Ned the Nutria 

For those of you who have not had the pleasure of ever seeing a nutria, then let me paint you a picture. Imagine a New York rat: a long tailed, beady-eye animal, with large teeth protruding front teeth. Now, imagine that rat growing to the size of a small beaver, throw it into some waterway like a creek, a ditch, or even marsh, let it live there to munch on weeds and whatever else it eats.

Now imagine that it is dark. You have come home two hours ago. And because you live in crummy student housing, you need to take your laundry to a building across the parking lot. You walk past the bushes and assume that the rustling you hear is just the neighborhood cat, a pleasant but annoying creature always trying to sneak into other people's apartments. While looking at the bushes for the invisible cat, you nearly miss stepping on the giant rat creature obliviously munching on acorns under your apartment mailbox.
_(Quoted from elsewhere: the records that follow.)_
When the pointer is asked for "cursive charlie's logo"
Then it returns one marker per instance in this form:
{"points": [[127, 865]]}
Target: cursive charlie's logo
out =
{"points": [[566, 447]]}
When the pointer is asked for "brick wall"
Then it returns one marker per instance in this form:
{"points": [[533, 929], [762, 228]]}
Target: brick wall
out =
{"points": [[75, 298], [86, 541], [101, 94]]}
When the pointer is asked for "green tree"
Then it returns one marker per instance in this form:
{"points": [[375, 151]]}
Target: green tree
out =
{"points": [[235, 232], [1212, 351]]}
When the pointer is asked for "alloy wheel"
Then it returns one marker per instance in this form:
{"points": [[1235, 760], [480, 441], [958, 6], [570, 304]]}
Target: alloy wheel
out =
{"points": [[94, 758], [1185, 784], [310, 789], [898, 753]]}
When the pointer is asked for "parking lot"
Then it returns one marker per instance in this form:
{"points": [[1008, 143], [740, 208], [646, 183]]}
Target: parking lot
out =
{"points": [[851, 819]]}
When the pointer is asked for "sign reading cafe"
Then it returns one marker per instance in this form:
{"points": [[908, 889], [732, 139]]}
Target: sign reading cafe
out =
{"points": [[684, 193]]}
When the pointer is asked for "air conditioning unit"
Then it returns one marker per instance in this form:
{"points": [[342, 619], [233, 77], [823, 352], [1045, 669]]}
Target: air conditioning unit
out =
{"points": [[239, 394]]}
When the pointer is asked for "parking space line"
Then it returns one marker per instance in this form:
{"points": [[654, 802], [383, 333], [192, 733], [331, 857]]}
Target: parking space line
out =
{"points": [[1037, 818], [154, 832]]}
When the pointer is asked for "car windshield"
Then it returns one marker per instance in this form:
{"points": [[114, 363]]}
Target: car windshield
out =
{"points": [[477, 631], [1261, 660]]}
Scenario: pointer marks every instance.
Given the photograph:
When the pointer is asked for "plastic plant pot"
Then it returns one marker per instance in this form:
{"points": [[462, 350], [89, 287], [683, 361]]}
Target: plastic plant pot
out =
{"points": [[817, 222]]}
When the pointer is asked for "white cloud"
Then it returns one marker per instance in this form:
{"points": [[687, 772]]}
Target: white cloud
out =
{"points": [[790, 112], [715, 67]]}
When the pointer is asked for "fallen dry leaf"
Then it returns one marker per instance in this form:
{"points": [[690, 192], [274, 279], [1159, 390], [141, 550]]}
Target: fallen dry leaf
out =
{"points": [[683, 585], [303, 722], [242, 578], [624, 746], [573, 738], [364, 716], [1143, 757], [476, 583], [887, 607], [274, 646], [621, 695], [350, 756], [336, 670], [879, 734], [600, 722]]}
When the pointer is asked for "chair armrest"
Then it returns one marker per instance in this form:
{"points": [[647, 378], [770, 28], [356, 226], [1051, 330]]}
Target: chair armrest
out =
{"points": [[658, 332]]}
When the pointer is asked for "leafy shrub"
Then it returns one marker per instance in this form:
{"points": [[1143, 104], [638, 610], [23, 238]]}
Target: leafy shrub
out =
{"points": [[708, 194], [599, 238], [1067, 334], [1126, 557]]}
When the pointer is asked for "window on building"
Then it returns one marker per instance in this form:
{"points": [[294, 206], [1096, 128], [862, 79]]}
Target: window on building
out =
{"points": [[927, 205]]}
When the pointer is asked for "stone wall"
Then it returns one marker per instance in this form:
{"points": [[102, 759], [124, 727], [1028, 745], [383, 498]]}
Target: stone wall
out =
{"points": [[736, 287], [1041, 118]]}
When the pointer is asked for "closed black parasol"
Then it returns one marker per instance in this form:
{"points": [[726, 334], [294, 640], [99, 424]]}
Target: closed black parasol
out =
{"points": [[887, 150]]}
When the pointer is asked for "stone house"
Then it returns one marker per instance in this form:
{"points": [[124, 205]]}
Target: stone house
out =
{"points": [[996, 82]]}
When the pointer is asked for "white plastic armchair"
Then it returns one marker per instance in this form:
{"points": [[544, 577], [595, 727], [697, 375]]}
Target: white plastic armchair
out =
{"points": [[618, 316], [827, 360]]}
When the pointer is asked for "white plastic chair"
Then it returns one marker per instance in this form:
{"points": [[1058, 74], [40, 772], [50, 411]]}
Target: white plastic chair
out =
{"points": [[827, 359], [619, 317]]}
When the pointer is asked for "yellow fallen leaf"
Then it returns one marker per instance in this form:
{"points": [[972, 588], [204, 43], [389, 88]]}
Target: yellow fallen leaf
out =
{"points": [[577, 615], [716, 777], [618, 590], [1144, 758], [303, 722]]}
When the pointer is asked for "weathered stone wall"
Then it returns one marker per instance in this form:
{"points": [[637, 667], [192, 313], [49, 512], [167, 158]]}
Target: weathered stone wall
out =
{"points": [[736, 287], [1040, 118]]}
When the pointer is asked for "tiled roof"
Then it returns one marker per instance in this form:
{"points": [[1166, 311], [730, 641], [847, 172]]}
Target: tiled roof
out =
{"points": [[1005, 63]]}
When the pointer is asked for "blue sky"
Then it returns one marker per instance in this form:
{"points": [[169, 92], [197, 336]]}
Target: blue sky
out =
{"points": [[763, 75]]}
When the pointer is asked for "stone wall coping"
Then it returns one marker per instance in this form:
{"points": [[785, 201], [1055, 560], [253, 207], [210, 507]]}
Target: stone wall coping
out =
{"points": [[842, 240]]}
Since you have startled it, it dashes off towards the creek with an animal burst of speed, which startles you. Simultaneously, the rustling in the bushes dashes off towards the creek. After removing the various laundry items that you, in a fright, accidentally threw up into the oak tree, you realize you have met a nutria.

Ned's Home

I had called a couple of times before to complain about these rat like disease carriers, but today, I finally went to visit the apartment manager to complain in person. As the creek behind the apartment we live in is actually a wildlife refuge, the manager says that he will have to call the fish and wildlife department. I know that the nothing will likely be done because, as I go to a state college, and the creek is a local park, I am officially in bureaucratic purgatory. Ned the Nutria, you have won the day my friend. If I can capture him on camera, I will try to post the picture here. For now, I can only be content to post a picture of the creek in which Ned lives.